PhD Defence | Deep learning with 3D and label geometry

University of Amsterdam PhD candidate, Shuai Liao will be defending his PhD thesis “Deep learning with 3D and label geometry” on Wednesday 22th September.

Shuai completed his research under the supervision of Cees Snoek and Efstratios Gavves (both from the UvA).

Despite the recent progress in using deep learning to solve computer vision problems, a fine-grained understanding of an image remains challenging. Often, such understanding of an image is two-fold: visual understanding and semantic understanding. The former strives to understand intrinsic properties of the object in the image, e.g. the 2D visual appearance, the 3D shape, the 3D position/pose, etc., whereas the latter aims at associating the diverse objects with certain semantics, e.g. a category name of an object, an action or an attribute. All of these form the basis of an in-depth understanding of images that we wish a machine to have.

Today’s default architectures of deep convolutional networks have already shown a remarkable ability in capturing the visual appearances of images in the 2D domain, and mapping visual content to one specific semantic class thereafter (e.g. image classification, object detection). However, research on fine-grained image understanding, such as inferring the intrinsic 3D information and more structured semantics, is less explored. Shuai motivates his angles in looking at the problems by asking “How to better utilize geometry for better image understanding?”

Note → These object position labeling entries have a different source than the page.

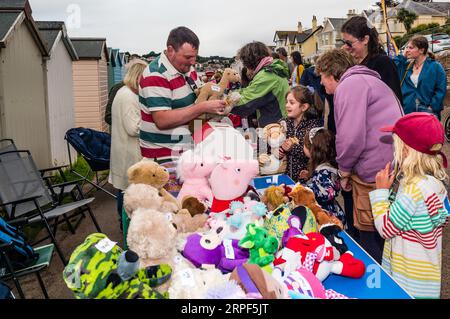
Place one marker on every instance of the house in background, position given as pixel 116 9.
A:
pixel 304 41
pixel 117 66
pixel 24 116
pixel 328 38
pixel 111 64
pixel 124 61
pixel 90 74
pixel 427 12
pixel 60 100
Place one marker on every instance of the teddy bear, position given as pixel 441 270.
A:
pixel 274 196
pixel 146 196
pixel 211 91
pixel 275 135
pixel 193 283
pixel 100 269
pixel 304 196
pixel 151 173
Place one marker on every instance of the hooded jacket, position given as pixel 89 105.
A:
pixel 266 94
pixel 362 105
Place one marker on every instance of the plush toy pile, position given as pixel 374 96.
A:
pixel 217 239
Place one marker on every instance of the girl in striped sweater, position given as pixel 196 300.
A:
pixel 412 223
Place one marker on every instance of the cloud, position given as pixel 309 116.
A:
pixel 223 26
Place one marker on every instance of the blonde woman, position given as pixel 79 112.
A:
pixel 412 223
pixel 126 119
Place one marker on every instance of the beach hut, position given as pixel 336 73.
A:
pixel 111 64
pixel 60 100
pixel 90 77
pixel 23 108
pixel 124 61
pixel 117 68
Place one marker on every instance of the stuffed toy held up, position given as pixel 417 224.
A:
pixel 99 269
pixel 149 172
pixel 274 134
pixel 211 91
pixel 304 196
pixel 262 246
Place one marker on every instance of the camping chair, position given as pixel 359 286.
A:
pixel 10 272
pixel 23 192
pixel 94 147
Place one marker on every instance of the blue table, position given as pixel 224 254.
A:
pixel 375 284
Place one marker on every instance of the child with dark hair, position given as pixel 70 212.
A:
pixel 320 148
pixel 302 115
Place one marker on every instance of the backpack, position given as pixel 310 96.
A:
pixel 21 254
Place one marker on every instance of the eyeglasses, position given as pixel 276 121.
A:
pixel 191 83
pixel 349 43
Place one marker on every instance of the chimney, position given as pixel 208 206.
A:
pixel 351 13
pixel 314 23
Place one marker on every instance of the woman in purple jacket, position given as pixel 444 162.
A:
pixel 362 104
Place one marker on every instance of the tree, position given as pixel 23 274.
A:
pixel 407 18
pixel 389 3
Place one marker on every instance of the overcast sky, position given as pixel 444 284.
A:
pixel 223 26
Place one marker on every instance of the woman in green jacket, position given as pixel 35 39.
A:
pixel 266 93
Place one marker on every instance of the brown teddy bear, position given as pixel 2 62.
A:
pixel 151 173
pixel 274 134
pixel 304 196
pixel 211 91
pixel 145 196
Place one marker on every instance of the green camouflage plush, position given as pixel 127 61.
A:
pixel 90 271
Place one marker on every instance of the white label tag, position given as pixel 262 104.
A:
pixel 105 245
pixel 229 251
pixel 215 88
pixel 275 179
pixel 187 278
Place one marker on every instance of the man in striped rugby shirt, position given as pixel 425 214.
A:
pixel 166 94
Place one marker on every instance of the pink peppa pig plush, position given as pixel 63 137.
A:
pixel 194 172
pixel 229 181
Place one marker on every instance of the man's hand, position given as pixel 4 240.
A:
pixel 384 179
pixel 304 174
pixel 287 145
pixel 213 107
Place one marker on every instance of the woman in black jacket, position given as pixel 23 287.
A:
pixel 362 42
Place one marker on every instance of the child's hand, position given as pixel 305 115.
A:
pixel 287 145
pixel 384 179
pixel 304 174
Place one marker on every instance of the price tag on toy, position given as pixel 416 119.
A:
pixel 187 278
pixel 105 245
pixel 229 251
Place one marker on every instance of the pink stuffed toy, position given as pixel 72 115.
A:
pixel 194 172
pixel 327 258
pixel 229 181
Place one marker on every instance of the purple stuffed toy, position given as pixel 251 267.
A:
pixel 295 228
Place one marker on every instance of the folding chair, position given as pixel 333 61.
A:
pixel 23 192
pixel 94 147
pixel 9 272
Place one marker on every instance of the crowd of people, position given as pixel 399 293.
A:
pixel 392 180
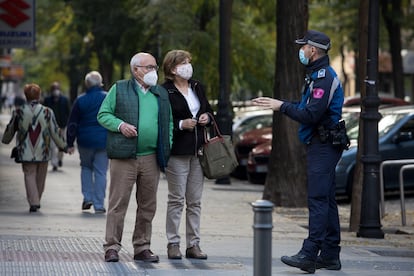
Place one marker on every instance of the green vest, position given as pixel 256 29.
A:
pixel 127 109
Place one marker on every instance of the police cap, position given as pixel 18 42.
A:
pixel 316 39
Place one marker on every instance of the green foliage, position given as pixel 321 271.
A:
pixel 75 36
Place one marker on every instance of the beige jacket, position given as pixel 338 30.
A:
pixel 36 126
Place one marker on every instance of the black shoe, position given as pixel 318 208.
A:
pixel 300 261
pixel 111 255
pixel 100 211
pixel 86 205
pixel 147 256
pixel 329 264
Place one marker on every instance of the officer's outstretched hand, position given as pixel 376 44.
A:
pixel 268 103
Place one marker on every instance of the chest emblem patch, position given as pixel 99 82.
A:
pixel 318 93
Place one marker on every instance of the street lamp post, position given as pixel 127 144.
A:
pixel 370 226
pixel 224 118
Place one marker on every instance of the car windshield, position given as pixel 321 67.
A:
pixel 387 121
pixel 256 122
pixel 384 125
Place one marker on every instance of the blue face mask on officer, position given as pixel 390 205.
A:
pixel 303 59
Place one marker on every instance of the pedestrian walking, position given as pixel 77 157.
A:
pixel 36 128
pixel 138 117
pixel 61 107
pixel 90 136
pixel 319 114
pixel 190 109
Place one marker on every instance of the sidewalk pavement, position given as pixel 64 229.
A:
pixel 60 239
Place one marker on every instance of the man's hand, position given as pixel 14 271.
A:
pixel 268 103
pixel 128 130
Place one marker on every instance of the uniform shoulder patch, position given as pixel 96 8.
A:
pixel 318 93
pixel 321 73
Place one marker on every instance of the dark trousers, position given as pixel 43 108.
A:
pixel 324 229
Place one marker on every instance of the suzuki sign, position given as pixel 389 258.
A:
pixel 17 23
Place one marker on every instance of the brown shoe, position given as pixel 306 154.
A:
pixel 195 253
pixel 174 251
pixel 111 255
pixel 147 256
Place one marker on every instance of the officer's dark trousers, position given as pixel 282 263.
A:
pixel 324 229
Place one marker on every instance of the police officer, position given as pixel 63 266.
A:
pixel 319 113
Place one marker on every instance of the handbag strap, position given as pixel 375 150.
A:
pixel 215 128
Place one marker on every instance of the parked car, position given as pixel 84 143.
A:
pixel 247 141
pixel 396 141
pixel 385 101
pixel 257 163
pixel 241 119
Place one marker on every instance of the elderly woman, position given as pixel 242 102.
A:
pixel 35 125
pixel 190 109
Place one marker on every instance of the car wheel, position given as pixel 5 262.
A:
pixel 256 178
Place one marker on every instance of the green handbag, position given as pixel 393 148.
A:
pixel 217 157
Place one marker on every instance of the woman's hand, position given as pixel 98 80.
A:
pixel 204 119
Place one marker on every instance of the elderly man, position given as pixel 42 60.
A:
pixel 138 117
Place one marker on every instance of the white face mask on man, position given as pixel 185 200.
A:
pixel 185 71
pixel 151 78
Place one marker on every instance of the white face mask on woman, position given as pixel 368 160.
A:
pixel 185 71
pixel 151 78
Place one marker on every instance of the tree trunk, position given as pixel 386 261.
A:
pixel 392 14
pixel 362 72
pixel 286 181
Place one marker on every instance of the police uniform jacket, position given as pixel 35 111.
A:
pixel 321 103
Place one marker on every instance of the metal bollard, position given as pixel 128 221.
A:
pixel 263 224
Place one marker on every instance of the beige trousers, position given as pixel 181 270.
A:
pixel 124 174
pixel 185 186
pixel 34 180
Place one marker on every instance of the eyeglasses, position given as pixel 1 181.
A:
pixel 149 67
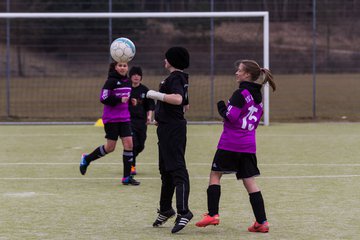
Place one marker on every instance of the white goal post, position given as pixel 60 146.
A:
pixel 264 15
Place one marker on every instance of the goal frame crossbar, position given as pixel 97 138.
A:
pixel 107 15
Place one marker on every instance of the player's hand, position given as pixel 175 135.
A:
pixel 155 95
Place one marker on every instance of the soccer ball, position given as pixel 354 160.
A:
pixel 122 50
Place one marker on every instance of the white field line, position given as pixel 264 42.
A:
pixel 191 178
pixel 193 164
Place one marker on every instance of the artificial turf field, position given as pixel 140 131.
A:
pixel 310 180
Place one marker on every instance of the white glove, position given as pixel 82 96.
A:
pixel 155 95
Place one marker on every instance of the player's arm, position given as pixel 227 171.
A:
pixel 149 115
pixel 107 97
pixel 174 98
pixel 232 111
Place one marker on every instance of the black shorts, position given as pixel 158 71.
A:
pixel 115 130
pixel 243 164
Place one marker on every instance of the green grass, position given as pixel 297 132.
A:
pixel 309 179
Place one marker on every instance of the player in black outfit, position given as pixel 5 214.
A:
pixel 172 101
pixel 141 110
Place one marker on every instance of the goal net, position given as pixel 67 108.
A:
pixel 53 65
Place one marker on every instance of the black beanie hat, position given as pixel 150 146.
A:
pixel 178 57
pixel 135 70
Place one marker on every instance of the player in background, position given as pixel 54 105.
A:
pixel 172 100
pixel 236 150
pixel 115 96
pixel 141 111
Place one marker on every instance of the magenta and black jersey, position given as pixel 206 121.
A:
pixel 243 114
pixel 115 87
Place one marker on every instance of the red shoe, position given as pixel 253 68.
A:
pixel 208 220
pixel 257 227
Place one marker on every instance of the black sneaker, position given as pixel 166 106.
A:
pixel 130 181
pixel 163 217
pixel 181 221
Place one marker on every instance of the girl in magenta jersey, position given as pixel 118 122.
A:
pixel 236 150
pixel 115 96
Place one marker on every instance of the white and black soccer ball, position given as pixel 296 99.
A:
pixel 122 50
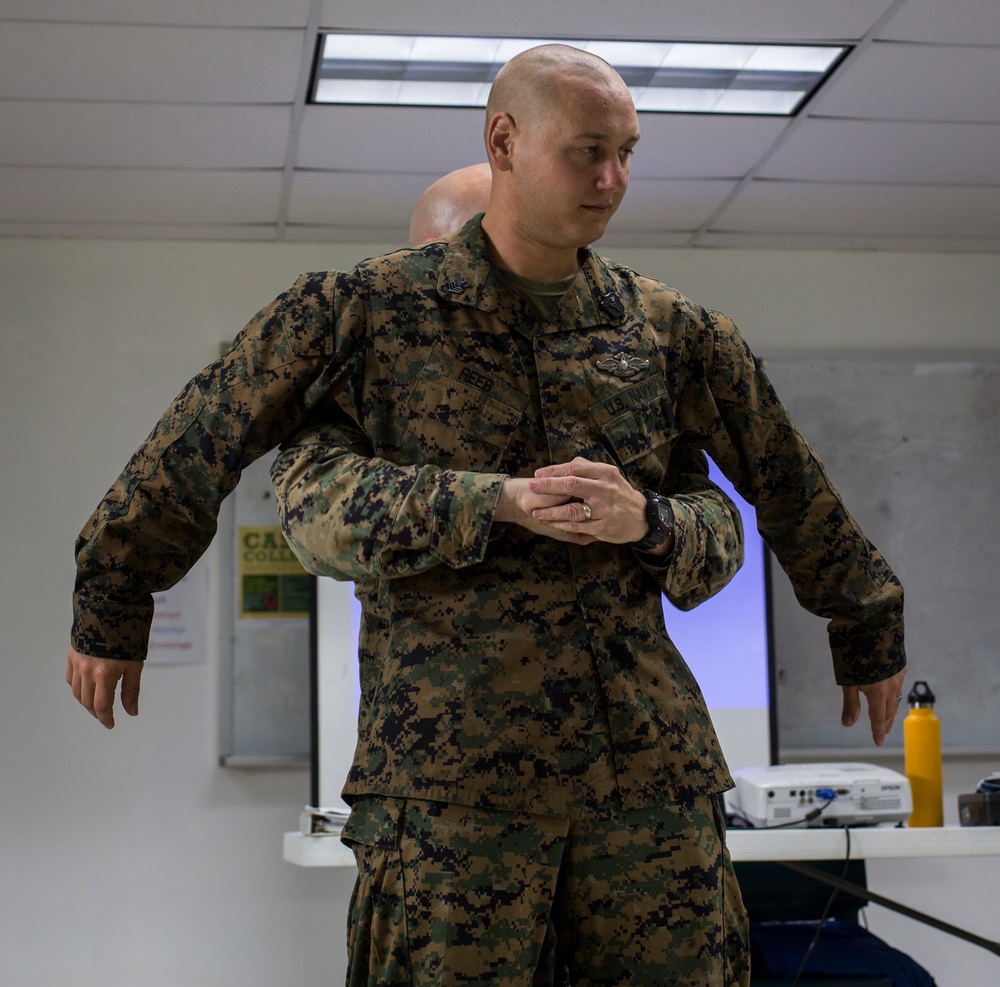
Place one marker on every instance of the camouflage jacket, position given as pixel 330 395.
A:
pixel 485 649
pixel 161 513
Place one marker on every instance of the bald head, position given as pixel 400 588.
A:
pixel 450 203
pixel 535 82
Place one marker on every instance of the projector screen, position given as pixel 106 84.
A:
pixel 725 641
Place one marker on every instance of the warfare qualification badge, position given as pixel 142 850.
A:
pixel 622 365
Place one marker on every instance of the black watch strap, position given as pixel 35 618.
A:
pixel 660 517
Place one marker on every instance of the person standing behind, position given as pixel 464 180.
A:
pixel 534 791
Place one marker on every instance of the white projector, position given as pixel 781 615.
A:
pixel 845 794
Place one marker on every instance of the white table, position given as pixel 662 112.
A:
pixel 867 842
pixel 779 845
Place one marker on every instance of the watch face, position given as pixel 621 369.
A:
pixel 665 515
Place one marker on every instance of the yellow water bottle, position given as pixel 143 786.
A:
pixel 922 747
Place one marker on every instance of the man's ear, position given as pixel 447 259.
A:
pixel 500 133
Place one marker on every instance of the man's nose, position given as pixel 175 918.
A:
pixel 613 174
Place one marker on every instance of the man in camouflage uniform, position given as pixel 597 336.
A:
pixel 534 788
pixel 605 859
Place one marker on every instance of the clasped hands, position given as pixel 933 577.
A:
pixel 581 502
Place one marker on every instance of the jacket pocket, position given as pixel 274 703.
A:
pixel 639 431
pixel 459 418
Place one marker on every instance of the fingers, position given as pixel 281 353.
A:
pixel 884 699
pixel 94 681
pixel 852 706
pixel 597 502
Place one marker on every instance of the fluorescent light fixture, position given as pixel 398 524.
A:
pixel 664 77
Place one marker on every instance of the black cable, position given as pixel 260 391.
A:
pixel 826 912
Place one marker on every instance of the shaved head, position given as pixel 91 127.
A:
pixel 450 203
pixel 534 83
pixel 560 131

In the first part of his thesis, Shuai researches visual image understanding with 3D geometry. He shows that it is possible to automatically explain a variety of visual contents in the image with texture-free 3D shapes. Furthermore, Shuai develops a deep learning framework to reliably recover a set of 3D geometric attributes, such as the pose of an object and the surface normal of its shape, from a 2D image.

In the second part, Shuai explores label geometry for semantic image understanding. He finds that a set of image classification problems have geometrically similar probability spaces. To this end, he introduces label geometry, unifying one-vs.-rest classification, multi-label classification, and out-of-distribution classification in one framework. Moreover, he shows that we can learn hierarchical label geometries to better model image classification tasks when a class hierarchy is used to balancing the accuracy and specificity of an image classifier.